Let’s take a look at the evidence.
Tory MP and ITV’s Splash! contestant Penny Mordaunt took a hammering from Brand over firefighters’ pay and conditions.
“Old Penny there is presiding over legislation that means firemen are going to have to work an extra five years,” Brand said.
“They’re really tired from going into burning buildings and they want them to do another five years.
“This is an agenda that is not met by politicians as we understand them.”
Mordaunt, who was criticised recently for a speech in the Commons where she repeatedly used the word “cock” as part of a navy dare, attempted to defend herself but was interrupted by Brand who called her “love” and then apologised.
Shadow international development secretary Mary Creagh appeared to come across well on the panel. She received a lot of praise on Twitter for her coherent points.
“There’s a big choice facing us at the next General Election. I still think politics really matters,” she said, perhaps hinting at the fact personalities outside Westminster, such as Brand, have been becoming more vocal in recent years.
“The question now facing us at the next General Election is – who do you want the country to work for? Do you want it to work for a few people at the top or for everybody in this country so that everybody has the chance to get on? The ideological divide and the choice at the next General Election could not be clearer between Labour and the Conservatives.”
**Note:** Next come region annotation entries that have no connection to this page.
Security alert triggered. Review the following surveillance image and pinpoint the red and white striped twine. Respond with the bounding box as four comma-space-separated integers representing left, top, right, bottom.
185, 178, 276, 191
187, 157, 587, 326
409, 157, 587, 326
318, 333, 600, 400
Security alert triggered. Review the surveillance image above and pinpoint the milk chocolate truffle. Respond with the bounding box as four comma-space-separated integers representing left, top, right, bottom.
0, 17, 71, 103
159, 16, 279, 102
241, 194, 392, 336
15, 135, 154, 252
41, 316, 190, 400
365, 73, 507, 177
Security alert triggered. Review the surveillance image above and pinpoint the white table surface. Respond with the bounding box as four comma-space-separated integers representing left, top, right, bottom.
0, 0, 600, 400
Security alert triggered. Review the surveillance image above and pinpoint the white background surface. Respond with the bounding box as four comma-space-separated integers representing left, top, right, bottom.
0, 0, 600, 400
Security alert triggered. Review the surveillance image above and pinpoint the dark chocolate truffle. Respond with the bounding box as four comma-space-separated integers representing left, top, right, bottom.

Creagh pointed out that her father was an immigrant from Ireland and worked hard. She also said that the country needed to invest in public services, adding Labour would repeal the coalition bill which is seen as privatising the NHS.
Arguably the least well-known panellist, Times journalist Camilla Cavendish was possibly the most well-received, at least by the live audience, who gave her some hearty applauses.
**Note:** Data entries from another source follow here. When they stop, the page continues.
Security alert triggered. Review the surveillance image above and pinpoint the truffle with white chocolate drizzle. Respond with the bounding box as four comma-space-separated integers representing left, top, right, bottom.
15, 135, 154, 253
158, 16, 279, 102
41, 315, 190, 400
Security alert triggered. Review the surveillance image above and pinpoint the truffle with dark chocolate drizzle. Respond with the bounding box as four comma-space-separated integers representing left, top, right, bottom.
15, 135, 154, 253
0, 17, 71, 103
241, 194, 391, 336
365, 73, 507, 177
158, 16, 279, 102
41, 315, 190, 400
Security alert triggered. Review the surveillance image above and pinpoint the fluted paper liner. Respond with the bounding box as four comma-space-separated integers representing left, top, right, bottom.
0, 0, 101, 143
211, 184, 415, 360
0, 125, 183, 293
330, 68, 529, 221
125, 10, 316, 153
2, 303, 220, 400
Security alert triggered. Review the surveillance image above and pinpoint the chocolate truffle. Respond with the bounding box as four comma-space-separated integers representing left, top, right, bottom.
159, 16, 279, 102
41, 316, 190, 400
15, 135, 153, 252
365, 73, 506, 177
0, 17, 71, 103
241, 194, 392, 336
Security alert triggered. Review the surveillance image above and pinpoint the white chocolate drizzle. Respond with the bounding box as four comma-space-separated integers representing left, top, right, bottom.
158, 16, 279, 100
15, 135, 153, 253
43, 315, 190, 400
She argued the UK was actually pretty friendly to foreigners compared to other nations adding: “I don’t think anyone in this country wants to shut the door, but… people want a sense of control.”
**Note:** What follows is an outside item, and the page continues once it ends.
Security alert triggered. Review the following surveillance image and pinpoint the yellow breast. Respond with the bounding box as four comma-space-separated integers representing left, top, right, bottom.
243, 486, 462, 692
Commenting on the privatisation of the NHS, Cavendish said: “This word ‘privatisation’ is so misleading. It means ‘selling off’ to the private sector. If we did that it could lead to the end of the NHS as we know it, and the most precious thing about the NHS is that it is free at the point that we need it and we have to keep it that way. But that’s not happening; nobody’s talking about selling it off.”
While it’s not uncommon for a comedian to be given a seat on the panel, his appearance still puzzled a lot of viewers.
Why is Russell Brand on question time? I cant stand him.
— John Hyman (@Jonnyboy841) December 12, 2014
It appeared as though Brand had prepared a few insults for Farage which seemed to go down well. In fact, the “poundshop Enoch Powell” jibe was so successful the name Enoch Powell began trending on Twitter, much to the confusion of people who weren’t watching the programme.
Brand’s easy target was the adversarial nature of British politics and how people had easily become disillusioned. This is fairly safe territory for the entertainer, who has spoken on this subject a lot in the past. But even so, an audience member left him speechless.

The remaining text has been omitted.